← Storage · beginner · 8 min · 01 / 06 বাংলা

Storage Primitives

Block, file, and object storage — what each abstraction provides, where each breaks down, and how to choose.

block storagefile storageobject storageNFSS3storage architecture

Real-World Analogy

Three ways to store physical documents: block storage is blank notebooks — raw pages, you organize them however you want. File storage is a filing cabinet — pre-organized into folders and drawers, multiple people can open it at once.

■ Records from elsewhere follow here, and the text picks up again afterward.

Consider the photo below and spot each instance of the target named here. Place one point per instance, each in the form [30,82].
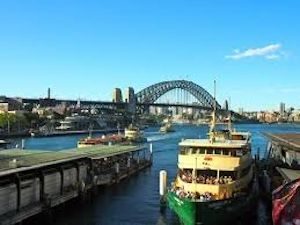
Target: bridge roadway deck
[33,159]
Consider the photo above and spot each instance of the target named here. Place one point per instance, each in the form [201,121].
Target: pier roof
[290,140]
[17,160]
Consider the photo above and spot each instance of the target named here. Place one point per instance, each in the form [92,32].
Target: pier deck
[28,159]
[33,181]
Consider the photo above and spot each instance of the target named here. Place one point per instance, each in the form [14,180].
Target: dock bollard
[151,152]
[162,186]
[117,167]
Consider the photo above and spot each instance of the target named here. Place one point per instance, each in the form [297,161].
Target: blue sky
[86,48]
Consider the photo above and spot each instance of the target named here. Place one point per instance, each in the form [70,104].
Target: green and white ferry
[215,182]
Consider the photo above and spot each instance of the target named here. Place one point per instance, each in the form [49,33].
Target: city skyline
[84,50]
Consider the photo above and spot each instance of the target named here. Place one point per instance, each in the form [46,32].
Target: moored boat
[167,127]
[215,182]
[134,134]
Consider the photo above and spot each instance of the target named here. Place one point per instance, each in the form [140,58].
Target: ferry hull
[211,213]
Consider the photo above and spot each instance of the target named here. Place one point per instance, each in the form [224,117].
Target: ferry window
[218,151]
[227,176]
[195,150]
[202,151]
[206,176]
[186,175]
[239,152]
[209,151]
[225,152]
[183,151]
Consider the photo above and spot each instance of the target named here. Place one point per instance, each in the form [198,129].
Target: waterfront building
[117,95]
[282,108]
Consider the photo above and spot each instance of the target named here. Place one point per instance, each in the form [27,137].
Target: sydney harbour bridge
[175,93]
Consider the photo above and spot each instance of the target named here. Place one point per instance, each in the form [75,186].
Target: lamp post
[8,124]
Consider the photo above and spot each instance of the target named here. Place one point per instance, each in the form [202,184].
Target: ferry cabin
[221,168]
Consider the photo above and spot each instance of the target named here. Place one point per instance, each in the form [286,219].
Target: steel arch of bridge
[150,94]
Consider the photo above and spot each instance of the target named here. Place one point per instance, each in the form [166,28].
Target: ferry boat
[215,183]
[167,127]
[134,134]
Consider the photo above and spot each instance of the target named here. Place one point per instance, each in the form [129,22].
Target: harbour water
[136,201]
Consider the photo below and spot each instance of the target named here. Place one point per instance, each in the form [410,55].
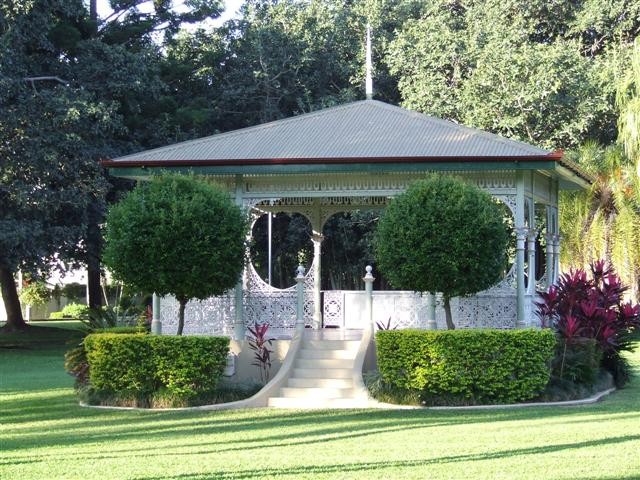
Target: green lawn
[46,435]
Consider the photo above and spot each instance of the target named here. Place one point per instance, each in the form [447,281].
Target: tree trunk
[183,303]
[93,11]
[15,322]
[94,247]
[447,313]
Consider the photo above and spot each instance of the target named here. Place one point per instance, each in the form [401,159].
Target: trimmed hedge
[141,366]
[483,366]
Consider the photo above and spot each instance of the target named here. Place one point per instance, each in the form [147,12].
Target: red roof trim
[555,156]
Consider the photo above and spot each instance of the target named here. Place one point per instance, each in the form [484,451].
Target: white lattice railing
[495,308]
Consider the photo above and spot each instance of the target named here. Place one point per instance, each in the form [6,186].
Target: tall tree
[604,222]
[628,102]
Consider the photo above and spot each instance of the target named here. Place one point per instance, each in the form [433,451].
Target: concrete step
[322,392]
[320,383]
[323,363]
[322,373]
[331,344]
[327,354]
[284,402]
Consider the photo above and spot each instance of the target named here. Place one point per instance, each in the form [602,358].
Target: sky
[231,8]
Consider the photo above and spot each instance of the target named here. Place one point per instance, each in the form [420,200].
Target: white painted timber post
[317,293]
[521,235]
[156,323]
[238,321]
[368,287]
[431,312]
[549,260]
[300,278]
[556,257]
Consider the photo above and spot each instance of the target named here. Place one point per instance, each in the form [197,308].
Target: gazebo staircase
[322,376]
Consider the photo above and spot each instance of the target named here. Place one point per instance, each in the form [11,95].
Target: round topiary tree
[176,235]
[442,235]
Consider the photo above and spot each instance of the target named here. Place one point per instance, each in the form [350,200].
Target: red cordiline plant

Object storage is a flat warehouse with numbered bins — each bin has a label, you fetch the whole bin at once, no filing system, infinite warehouse.

Block Storage

Raw, addressable storage presented as a disk. The operating system handles the filesystem on top.

Application
    ↓
Filesystem (ext4, XFS, APFS)
    ↓
Block device (/dev/sda, /dev/nvme0n1)
    ↓
Physical disk or network-attached block (EBS, Longhorn, Ceph)

Characteristics:

Low-level — the OS decides how to organize data
Random access — seek to any byte position
Single-attach — one server mounts a block device at a time (with exceptions)
Fastest — databases, VMs, OS volumes
Not inherently sharable — can’t mount the same EBS volume on two EC2 instances simultaneously

Use for: databases (Postgres, MySQL, MongoDB data directories), VM images, OS volumes.

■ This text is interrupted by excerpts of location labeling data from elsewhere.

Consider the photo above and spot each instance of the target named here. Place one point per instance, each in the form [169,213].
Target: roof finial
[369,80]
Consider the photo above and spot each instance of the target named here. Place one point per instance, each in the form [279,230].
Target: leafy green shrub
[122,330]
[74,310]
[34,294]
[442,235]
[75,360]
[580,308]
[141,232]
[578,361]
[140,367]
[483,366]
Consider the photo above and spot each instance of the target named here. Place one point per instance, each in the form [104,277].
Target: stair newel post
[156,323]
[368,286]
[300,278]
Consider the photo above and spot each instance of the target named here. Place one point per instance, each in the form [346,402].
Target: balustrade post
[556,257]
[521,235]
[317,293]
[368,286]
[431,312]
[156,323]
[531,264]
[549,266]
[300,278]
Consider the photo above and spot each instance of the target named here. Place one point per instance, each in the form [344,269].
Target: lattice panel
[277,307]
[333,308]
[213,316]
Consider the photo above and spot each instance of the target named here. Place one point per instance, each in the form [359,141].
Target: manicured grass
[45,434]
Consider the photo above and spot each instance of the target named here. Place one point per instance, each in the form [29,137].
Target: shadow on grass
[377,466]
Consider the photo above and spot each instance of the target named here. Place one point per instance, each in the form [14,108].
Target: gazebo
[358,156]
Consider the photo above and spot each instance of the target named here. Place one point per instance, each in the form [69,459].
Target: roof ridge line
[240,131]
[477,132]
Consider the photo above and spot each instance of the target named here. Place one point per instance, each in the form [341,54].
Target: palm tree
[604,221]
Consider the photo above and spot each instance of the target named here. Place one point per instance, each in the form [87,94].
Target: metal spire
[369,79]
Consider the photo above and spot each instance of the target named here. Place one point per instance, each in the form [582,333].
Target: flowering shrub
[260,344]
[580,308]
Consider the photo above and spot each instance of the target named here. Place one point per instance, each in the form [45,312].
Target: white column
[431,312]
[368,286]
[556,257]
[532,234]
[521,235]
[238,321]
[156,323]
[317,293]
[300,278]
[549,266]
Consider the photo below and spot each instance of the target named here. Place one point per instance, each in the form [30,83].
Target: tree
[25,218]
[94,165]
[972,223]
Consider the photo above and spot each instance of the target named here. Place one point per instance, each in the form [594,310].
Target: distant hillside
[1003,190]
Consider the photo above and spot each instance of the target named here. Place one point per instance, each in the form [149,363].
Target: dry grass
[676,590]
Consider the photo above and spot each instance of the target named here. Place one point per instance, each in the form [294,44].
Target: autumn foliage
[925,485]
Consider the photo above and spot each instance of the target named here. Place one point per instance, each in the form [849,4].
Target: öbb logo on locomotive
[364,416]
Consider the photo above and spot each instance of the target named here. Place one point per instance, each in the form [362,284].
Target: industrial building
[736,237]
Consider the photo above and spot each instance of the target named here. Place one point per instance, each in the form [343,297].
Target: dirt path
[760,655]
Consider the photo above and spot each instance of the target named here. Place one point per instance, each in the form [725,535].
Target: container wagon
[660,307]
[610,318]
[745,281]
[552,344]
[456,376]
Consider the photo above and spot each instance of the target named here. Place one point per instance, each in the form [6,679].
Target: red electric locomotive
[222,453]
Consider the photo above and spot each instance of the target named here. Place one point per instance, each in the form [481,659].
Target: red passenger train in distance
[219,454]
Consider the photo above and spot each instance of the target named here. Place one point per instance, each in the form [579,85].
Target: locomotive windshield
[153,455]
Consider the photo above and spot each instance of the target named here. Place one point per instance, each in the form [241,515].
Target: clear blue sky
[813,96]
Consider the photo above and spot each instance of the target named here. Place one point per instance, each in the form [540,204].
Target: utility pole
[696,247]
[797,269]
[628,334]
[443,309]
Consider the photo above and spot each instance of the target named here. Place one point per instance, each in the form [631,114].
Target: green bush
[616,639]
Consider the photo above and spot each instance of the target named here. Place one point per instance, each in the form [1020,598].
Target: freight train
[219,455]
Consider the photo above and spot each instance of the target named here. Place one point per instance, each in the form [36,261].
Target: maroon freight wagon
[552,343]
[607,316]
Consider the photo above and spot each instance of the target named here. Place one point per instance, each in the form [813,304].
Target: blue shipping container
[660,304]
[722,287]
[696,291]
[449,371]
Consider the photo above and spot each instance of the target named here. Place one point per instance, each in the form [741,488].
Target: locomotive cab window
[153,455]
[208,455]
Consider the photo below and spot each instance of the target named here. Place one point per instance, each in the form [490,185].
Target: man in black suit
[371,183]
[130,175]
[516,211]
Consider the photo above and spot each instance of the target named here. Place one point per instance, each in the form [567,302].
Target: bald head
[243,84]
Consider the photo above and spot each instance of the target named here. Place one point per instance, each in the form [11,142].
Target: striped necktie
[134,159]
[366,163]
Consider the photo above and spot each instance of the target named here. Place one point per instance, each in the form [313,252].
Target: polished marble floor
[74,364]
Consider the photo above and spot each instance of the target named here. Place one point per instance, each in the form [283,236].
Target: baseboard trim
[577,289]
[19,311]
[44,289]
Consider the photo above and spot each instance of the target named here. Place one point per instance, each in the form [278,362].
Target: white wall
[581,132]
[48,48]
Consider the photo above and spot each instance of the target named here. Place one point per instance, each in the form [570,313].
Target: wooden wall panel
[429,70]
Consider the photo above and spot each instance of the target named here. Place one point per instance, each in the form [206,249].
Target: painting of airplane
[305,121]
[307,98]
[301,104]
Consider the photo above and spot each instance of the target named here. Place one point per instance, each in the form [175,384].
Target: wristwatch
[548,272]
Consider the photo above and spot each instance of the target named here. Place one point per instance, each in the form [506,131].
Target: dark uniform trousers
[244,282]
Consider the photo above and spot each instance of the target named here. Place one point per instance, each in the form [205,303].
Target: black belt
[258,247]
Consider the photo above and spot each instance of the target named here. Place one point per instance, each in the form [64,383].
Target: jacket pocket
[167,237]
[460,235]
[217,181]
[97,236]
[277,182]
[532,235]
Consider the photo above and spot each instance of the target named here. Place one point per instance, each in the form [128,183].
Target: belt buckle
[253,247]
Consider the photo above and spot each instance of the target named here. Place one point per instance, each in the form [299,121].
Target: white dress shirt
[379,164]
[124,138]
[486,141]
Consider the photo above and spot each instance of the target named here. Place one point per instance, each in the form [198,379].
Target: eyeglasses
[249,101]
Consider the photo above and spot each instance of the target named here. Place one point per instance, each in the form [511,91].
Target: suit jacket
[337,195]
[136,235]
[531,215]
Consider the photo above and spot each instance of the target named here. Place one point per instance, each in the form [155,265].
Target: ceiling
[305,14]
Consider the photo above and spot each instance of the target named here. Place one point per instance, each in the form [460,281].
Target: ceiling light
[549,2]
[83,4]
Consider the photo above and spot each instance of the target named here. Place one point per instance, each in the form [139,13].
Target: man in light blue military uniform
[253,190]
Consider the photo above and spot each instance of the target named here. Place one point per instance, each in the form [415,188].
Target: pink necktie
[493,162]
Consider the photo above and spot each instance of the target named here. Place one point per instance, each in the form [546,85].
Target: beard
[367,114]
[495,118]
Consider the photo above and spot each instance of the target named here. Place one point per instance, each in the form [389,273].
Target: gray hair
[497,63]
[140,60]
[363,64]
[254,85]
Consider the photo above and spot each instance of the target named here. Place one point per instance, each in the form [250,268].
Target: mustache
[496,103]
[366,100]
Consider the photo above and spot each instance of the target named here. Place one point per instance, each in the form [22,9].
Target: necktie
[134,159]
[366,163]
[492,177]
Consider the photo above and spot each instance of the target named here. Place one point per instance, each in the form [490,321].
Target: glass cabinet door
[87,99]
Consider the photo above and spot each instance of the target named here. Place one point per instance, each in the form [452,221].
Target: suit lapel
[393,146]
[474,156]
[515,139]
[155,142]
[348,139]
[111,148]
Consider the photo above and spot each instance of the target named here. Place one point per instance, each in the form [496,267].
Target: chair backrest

File Storage (Network Filesystem)

A filesystem shared over a network — multiple servers mount the same directory and see the same files.

Server A              Server B
    \                 /
     NFS / SMB / CIFS
         |
    Fileserver (Synology, EFS, Azure Files)

Characteristics:

Familiar filesystem API (open, read, write, ls)
Multi-mount — many servers read/write simultaneously
Distributed locking (with caveats — file locking over NFS is unreliable)
Slower than local block (network RTT on every operation)
Not for databases — POSIX compliance gaps cause corruption

Use for: shared configuration files, legacy application data that expects a filesystem, media files accessed by a rendering cluster, WordPress uploads shared across app servers.

NFS quick setup:

# Server
apt install nfs-kernel-server
mkdir /exports/shared
echo "/exports/shared 10.0.0.0/24(rw,sync,no_subtree_check)" >> /etc/exports
exportfs -a

# Client
apt install nfs-common
mount -t nfs 10.0.0.10:/exports/shared /mnt/shared

# Add to /etc/fstab for persistence
10.0.0.10:/exports/shared /mnt/shared nfs defaults,_netdev 0 0

Object Storage

Files stored as flat objects (key → binary blob). No hierarchy, no random writes — get and put entire objects.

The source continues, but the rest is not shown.